Hix and Hartson: Developing User Interfaces: Chapter 5

by Carson Reynolds

An Overview of Systems Analysis and Design provides exactly that, a discussion of early analysis activities and design techniques. Systems analysis techniques are categorized:

  • Need Analysis
  • User Analysis
  • Task Analysis
  • Functional Analysis
  • Task/Function Allocation
  • Requirement Analysis

The above are shown as part of an interwoven process. The authors cite Holztblatt’s contextual inquiry technique as one method to make analysis more effective. They also suggest including a problem domain expert in the development team.

The next sections concern themselves with an exercise in the development of a Calendar Management System. Various aspects of Systems Analysis are gone over in more detail and with exercises to further familiarize readers.

Needs analysis is a tool to help determine what the systems under development should be. Actually, this is the formulation of a concise goal statement, along with some assumptions and feature descriptors.

User analysis involves interview and survey techniques where we collect characteristics like level of computer expertise, hardware and software they’re familiar with, education level, organization knowledge. Following this, the authors suggest another iteration of needs analysis, reformulation of the goals in light of a better understanding of the users.

Task analysis involves decomposing the main goal of the system into a hierarchy of tasks, recursively. This eventually decomposes into the resources necessary to perform the tasks.

Functional Analysis is defined as description of the system (non-interface) functions that need to be designed to support the task. Task/Function Allocation involves deciding which tasks are performed by the user (manual) and which by the system (automated). These activities need to be iterated as the systems develops.

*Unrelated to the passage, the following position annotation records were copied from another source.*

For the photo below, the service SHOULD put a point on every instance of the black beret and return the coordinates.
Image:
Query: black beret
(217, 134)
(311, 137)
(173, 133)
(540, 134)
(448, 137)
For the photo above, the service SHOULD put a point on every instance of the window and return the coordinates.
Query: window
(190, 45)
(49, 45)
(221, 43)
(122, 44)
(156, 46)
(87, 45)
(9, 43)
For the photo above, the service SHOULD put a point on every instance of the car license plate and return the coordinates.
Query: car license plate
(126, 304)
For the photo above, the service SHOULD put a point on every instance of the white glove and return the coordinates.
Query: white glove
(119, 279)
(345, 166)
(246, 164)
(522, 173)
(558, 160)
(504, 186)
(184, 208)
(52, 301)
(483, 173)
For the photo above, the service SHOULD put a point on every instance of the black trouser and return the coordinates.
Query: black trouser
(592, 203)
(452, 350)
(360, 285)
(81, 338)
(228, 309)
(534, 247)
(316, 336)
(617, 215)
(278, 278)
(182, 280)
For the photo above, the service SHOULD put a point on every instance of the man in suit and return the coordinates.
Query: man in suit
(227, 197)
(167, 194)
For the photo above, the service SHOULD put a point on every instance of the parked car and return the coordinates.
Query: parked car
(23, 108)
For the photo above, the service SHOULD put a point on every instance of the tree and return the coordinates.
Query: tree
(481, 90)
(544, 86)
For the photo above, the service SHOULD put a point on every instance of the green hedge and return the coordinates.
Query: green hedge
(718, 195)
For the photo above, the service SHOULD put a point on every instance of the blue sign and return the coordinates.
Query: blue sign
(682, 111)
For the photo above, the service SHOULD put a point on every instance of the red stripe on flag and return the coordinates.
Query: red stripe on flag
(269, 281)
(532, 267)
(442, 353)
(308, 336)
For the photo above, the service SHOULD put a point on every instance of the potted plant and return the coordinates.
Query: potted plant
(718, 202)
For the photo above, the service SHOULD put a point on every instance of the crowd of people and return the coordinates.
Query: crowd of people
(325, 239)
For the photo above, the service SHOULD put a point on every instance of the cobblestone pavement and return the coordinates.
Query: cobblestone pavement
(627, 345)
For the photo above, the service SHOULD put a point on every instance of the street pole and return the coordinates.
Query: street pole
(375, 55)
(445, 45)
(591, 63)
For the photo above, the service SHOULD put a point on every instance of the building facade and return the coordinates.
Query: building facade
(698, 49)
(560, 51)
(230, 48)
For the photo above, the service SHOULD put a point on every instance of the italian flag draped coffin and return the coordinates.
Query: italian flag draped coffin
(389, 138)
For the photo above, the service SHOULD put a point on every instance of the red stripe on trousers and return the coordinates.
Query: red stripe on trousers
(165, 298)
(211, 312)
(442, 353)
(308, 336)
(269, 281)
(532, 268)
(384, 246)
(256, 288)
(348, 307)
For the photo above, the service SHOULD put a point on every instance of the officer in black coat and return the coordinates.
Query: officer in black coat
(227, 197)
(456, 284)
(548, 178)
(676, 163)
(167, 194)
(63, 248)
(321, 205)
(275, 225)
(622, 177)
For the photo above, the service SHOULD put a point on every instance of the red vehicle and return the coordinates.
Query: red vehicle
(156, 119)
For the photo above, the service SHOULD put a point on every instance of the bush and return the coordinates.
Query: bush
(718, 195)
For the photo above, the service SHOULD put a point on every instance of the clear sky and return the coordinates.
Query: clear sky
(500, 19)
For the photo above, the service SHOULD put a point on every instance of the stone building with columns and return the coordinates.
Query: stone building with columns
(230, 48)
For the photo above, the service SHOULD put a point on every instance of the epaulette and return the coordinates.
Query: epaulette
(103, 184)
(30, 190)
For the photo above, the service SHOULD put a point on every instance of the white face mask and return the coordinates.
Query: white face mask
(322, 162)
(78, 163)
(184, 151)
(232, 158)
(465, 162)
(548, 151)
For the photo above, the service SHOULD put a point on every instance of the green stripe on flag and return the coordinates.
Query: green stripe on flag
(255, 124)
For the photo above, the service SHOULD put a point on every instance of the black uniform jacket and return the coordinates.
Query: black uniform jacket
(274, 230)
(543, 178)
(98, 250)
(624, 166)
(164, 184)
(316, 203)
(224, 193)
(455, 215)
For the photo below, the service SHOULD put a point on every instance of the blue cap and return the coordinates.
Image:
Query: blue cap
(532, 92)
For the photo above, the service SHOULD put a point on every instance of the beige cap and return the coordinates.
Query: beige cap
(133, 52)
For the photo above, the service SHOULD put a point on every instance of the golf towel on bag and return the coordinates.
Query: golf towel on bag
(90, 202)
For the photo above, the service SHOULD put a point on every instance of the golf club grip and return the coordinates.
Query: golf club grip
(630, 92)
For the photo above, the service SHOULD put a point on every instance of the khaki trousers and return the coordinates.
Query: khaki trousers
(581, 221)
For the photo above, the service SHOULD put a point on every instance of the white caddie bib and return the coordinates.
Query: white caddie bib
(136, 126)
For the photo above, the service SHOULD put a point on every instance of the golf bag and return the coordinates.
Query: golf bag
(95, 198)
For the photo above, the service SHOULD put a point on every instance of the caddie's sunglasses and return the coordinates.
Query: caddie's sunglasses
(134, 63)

Having finished the task analysis we are to turn our attention to the systems design. The authors divide design into conceptual (high level) and detailed (specifics). Conceptual is independent of appearance.

Designing an initial scenario is the next step in the author’s design process. The initial scenario is a visual design and layout for a few screens (a storyboard).

An early usability evaluation is suggested on the product of the initial scenario design. This can involve some cognitive walk throughs and user feedback. Iterations of the initial design will be suggested by the outcome of the evaluation.